In the Mexican case, the concrete issue is that there are very high possibilities that the IFT will grant América Móvil the license in a framework in which it is still, by far, the AEP in telecommunications. By adding a new business, the economic and financial weight of América Móvil - largely consolidated by its preponderant situation in the telecommunications markets - will turn over with irresistible force for the incumbents of that segment.
It should be remembered that the IFT's liberalization policy has an immediate precedent: the granting to América Móvil the freedom to set toll rates for its competitors to access its network. The regulator's argument was that competition had grown so much in the 52 municipalities analyzed that América Movil was no longer the AEP in each of those territories.

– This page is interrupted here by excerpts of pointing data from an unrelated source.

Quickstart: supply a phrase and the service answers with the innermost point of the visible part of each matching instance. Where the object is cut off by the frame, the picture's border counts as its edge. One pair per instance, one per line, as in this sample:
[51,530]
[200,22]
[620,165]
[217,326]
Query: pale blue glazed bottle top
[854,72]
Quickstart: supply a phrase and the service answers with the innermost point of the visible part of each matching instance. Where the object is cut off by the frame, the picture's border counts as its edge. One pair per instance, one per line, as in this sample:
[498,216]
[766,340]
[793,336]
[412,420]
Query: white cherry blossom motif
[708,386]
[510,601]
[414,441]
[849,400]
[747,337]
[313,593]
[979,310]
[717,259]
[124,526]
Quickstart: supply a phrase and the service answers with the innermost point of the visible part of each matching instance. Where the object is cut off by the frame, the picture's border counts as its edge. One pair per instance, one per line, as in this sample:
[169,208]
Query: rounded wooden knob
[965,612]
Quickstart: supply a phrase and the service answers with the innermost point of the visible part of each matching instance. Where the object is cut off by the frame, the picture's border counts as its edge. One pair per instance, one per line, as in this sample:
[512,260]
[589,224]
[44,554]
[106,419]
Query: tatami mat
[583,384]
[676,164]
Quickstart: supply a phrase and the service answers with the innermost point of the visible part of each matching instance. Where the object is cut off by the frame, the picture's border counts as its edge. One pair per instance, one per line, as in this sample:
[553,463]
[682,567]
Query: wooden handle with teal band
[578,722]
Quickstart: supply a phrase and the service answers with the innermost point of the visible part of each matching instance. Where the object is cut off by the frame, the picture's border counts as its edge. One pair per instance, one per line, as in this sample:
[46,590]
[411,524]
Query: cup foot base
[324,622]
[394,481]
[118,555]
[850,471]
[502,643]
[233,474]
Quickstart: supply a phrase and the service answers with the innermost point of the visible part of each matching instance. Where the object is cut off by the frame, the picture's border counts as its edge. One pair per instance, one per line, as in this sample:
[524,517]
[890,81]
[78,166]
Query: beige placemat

Legal knot. This is what regulatory experts and the sector's own companies, such as Televisa and TV Azteca, warn. According to Gerardo Soria Gutiérrez, president of the IDET (Telecommunications Law Institute), “the prohibition for América Móvil and all the other companies that make up the AEPT (preponderant economic agent in telecommunications) to provide television services, was not established in the asymmetric regulation imposed on it, but in the 1990 Telmex concession title," the letter of which reads" [Telmex] will not be able to exploit, directly or indirectly, any concession of television services to the public in the country."
The expert observed that, "what must be analyzed is whether the provision of television services by Claro TV, using Telmex's infrastructure, implies or not the indirect provision of these services, in violation of Telmex's concession title."
Adolfo Cuevas, interim president of the telecommunications regulatory body, already anticipated his favorable position to the concession in statements to the Mexican press: “The basic issue is whether the provision of restricted television services by Claro TV is an indirect exploitation or not, that Telmex has prohibited "due to its concession, Cuevas said. “There is the point where companies of the predominant economic agent, such as Claro TV, are left out, which do not hang on Telmex. And that particular company is not subject to the restrictions, because it was not declared on the list of the preponderant economic agent."
"In fact, this is irrelevant because the prohibition to provide television services does not derive from AEPT's declaration but from Telmex's concession title," observed Soria Gutiérrez.
According to Cuevas, IFT’s analysis is now ready and will be released once the issue is dealt with by the full regulator, which may happen during the last two weeks of December.
According to the reports, IFT's arguments to grant the license to Claro TV would be two: the first, that the declaration of preponderance does not apply to Claro TV because it was established after that affirmation; and the second, that the prohibition only applies to Telmex subsidiaries and not to affiliated companies.
However, these positions would go against IFT's own jurisprudence, which, for example, considered that Telesites, an América Móvil tower company, was part of the AEP despite having been established after the declaration of preponderance.
Cuevas, from the IFT, assured that Claro TV "does not hang on Telmex." However, everything indicates that, to provide the service, Claro TV would use Telmex's infrastructure. "If a company controlled by the Slim family provides television services using the infrastructure of another Slim family company, this constitutes indirect exploitation and in any other legal system," added Soria Gutiérrez.